Industrial real estate under construction in the Czech Republic reaches record levels

24 February 2026

Demand for industrial real estate in the Czech Republic remained strong in 2025, while the development pipeline continued to expand to record levels, according to Colliers.

Annual gross take-up reached nearly 2.1 million sqm, the third-highest result on record and 6.9 percent above the five-year average. At the same time, investor interest in the sector exceeded €800 million, surpassing the combined total of the previous three years.

“The Czech industrial market experienced a dramatic recovery in the second half of 2025. Since 2015, modern industrial warehouse space has grown by 133%,” said Josef Stanko, Director of Market Research at Colliers. He noted that nearshoring trends and increased demand from Asia-Pacific occupiers have supported market growth.

New supply totalled 229,000 sqm in the fourth quarter, bringing full-year completions to 813,500 sqm. The country’s total modern industrial stock approached 13.3 million sqm, representing year-on-year growth of 7.7 percent. However, the development pipeline remains substantial, with more than 1.6 million sqm currently under construction.

The largest share of development activity is located in the Karlovy Vary Region (21.3 percent), followed by Prague and the Central Bohemian Region (19.2 percent) and the Ústí Region (18.6 percent). The elevated share in Karlovy Vary is largely driven by the construction of a major automated warehouse project in Cheb exceeding 200,000 sqm.

Beyond projects under construction, approximately 2.8 million sqm has secured permitting and is ready to start, while a further 2.5 million sqm is in earlier planning stages awaiting zoning or building approvals.

The vacancy rate increased to 4.9 percent in the fourth quarter of 2025, equivalent to around 655,400 sqm and up 118 basis points year-on-year. In addition, more than 679,000 sqm of speculative space is currently under development without secured tenants, much of it in Prague and the Central Bohemian Region. According to Colliers, much of this space is near completion and could be delivered quickly once pre-leased.

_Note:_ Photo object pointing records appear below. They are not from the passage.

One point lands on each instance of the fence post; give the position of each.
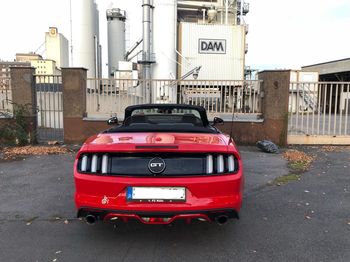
(74, 103)
(275, 104)
(24, 94)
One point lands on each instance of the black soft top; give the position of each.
(135, 120)
(200, 109)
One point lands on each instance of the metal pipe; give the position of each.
(226, 12)
(146, 55)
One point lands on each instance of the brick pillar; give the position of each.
(275, 104)
(74, 103)
(24, 94)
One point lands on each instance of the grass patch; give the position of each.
(298, 161)
(282, 180)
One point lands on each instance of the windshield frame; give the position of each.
(203, 115)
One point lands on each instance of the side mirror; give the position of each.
(218, 121)
(113, 121)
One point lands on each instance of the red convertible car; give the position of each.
(163, 163)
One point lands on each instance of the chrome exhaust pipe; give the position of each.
(222, 219)
(90, 219)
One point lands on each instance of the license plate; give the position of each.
(156, 194)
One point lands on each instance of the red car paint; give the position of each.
(205, 195)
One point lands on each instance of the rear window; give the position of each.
(165, 116)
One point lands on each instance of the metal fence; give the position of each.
(6, 105)
(49, 107)
(238, 99)
(319, 109)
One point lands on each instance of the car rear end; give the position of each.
(124, 181)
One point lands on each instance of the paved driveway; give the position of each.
(307, 220)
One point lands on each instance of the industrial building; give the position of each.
(335, 96)
(164, 39)
(85, 37)
(56, 46)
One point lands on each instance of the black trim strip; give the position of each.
(211, 213)
(156, 147)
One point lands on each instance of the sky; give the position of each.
(282, 34)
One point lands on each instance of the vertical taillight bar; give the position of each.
(231, 163)
(94, 164)
(220, 164)
(104, 167)
(84, 163)
(209, 164)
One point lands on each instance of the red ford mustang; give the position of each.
(163, 163)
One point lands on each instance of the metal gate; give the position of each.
(319, 113)
(49, 108)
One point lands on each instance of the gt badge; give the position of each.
(156, 165)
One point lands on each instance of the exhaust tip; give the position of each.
(90, 219)
(221, 219)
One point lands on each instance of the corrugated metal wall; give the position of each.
(228, 65)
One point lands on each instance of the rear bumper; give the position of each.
(157, 217)
(207, 197)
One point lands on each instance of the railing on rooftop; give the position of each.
(238, 100)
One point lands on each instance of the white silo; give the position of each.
(85, 35)
(164, 47)
(116, 38)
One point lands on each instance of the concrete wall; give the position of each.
(274, 106)
(23, 94)
(275, 93)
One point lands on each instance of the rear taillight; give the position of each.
(94, 163)
(219, 164)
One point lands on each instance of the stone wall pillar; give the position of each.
(24, 96)
(74, 103)
(275, 104)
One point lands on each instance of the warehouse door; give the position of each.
(319, 113)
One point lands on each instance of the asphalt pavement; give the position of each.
(306, 220)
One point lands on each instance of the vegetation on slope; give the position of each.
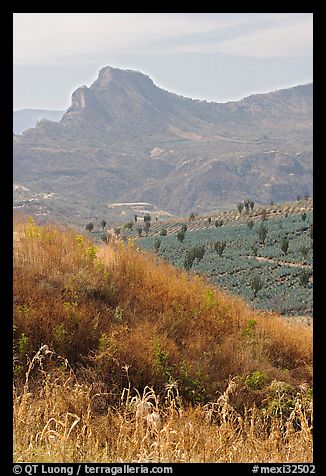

Leasing activity strengthened notably in the second half of the year. Fourth-quarter gross demand rose 47 percent year-on-year to nearly 642,000 sqm, with net take-up accounting for 58 percent of the volume. While the first half of 2025 was driven largely by renegotiations among logistics and transport occupiers, the second half saw manufacturing companies — particularly from the automotive and FMCG sectors — account for 46 percent of demand. Logistics and transport represented 29 percent.

Prime industrial rents remained stable for the sixth consecutive quarter at €7.00–7.50 per sqm per month. Mezzanine office rents typically range between €9.50 and €12.50 per sqm per month, while service charges are generally €0.75–1.00 per sqm per month.

Stanko noted that tenants are increasingly in a stronger negotiating position, which is reflected in more incentive packages from landlords. In some markets with higher recent development activity, including the Moravian-Silesian Region, a modest oversupply is contributing to gradual rent adjustments.